Bei der Schiffsreise nach Wien hab ich dem Papa sogar die unangenehme Zollkontrolle erspart. Das war nicht so wie heute: Personalausweis zeigen und schon kannst überallhin fahren oder fliegen und Zollkontrolle gibt’s selten oder nur, wenn die einen Verdacht haben. Damals haben die jeden und alles gefilzt, dass es eine Freude war. Salzburg war für Wien Ausland und deshalb musste jeder seine Koffer aufmachen, wenn er in Wien ankam. Ich aber hatte mich mit den Zoll-Offizieren gleich angefreundet, spielte ihrem Chef was auf der Geige vor und schon war die Sache erledigt!

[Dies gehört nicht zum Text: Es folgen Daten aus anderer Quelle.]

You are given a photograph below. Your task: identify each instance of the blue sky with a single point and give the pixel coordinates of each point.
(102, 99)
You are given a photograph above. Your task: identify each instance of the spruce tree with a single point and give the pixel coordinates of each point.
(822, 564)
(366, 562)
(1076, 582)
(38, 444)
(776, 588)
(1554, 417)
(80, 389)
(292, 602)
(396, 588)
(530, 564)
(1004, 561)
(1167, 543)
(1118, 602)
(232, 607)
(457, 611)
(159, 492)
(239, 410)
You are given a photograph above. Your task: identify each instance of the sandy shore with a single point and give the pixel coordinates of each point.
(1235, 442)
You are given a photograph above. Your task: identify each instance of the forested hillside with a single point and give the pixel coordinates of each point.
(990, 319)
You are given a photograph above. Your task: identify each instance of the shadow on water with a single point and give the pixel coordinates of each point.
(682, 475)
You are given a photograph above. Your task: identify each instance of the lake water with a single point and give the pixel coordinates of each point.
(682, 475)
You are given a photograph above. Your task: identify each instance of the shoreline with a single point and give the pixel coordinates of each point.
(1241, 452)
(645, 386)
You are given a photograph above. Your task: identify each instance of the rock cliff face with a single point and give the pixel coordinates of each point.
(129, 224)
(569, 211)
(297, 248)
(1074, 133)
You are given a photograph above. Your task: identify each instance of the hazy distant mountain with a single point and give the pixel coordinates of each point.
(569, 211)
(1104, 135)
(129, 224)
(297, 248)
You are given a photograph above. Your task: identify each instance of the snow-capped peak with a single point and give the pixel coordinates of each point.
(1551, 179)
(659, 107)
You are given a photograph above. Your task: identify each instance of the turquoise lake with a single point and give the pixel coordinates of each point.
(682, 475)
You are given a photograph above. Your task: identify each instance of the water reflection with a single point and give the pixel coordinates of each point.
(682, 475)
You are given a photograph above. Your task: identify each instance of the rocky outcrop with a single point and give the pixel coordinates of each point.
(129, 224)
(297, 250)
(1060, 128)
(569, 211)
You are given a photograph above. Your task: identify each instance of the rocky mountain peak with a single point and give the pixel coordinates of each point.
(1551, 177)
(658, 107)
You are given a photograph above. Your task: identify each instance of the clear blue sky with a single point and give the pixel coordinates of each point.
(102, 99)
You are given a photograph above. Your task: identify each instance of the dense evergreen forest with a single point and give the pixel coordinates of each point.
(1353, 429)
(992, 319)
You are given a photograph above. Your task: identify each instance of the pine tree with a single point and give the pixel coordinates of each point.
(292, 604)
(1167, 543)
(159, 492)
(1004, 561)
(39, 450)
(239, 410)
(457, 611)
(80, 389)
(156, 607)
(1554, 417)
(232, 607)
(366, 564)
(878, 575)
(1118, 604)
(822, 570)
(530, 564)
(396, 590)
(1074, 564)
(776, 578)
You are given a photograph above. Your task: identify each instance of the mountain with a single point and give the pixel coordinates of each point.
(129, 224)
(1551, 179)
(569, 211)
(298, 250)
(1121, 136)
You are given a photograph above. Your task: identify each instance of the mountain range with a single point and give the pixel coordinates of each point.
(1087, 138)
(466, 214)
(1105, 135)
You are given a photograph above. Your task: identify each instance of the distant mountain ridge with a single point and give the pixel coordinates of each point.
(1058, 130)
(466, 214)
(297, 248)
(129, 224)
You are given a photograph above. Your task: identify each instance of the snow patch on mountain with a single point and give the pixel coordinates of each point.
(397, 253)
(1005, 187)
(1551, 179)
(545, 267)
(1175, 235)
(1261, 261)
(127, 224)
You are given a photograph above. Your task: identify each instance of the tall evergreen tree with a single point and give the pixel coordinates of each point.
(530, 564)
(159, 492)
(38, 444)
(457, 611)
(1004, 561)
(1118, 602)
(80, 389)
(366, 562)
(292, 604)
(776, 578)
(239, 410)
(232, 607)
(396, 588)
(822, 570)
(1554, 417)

No, und in Wien war natürlich klar, dass wir nicht nur in allen Adelshäusern auftraten, sondern vor allem bei der Kaiserin Marie Theres und ihrem Hofstaat. Da auftreten zu können, war so was, wie heute im TV eine Samstagabend-Show zu bekommen, ach, was sag ich, das interessiert euch Kids ja nicht mehr, das war so wie eine Million Klicks bei YouTube! Ich mein: Maria Theresia! DIE KAISERIN! Das war die Herrin der Welt, müsst’s ihr wissen, die mächtigste Frau in ganz Europa. Amerika hat da noch keine Rolle gespielt, Amerika, das waren Millionen Büffel, viele Ureinwohner und a paar Engländer, die gedacht haben, ein neues Land entdeckt zu haben. Maria Theresia gehörte Österreich, Ungarn, Böhmen, weite Teile von Italien und, und, und. Kurz: Ohne sie ging gar nix und gegen sie erst recht nix! Und da hab ich gespielt! Und was war das für ein Auftritt! Alle waren sie da, die Kaisers: Maria Theresia, ihr Mann, Franz I., alle 15 Kinder und die ganze Entourage, die an so einem Kaiserhof arbeitet.

Mein erstes Konzert war übrigens – und das war schon ganz was B’sonderes – nicht an einem sogenannten Galatag, wo die Kaiserin jeden empfängt, sondern privat, also im engsten Kreis. Die Kaiserin hat mich so lieb ang’schaut, da bin ich ihr auf den Schoß gesprungen und hab sie abgebusserlt.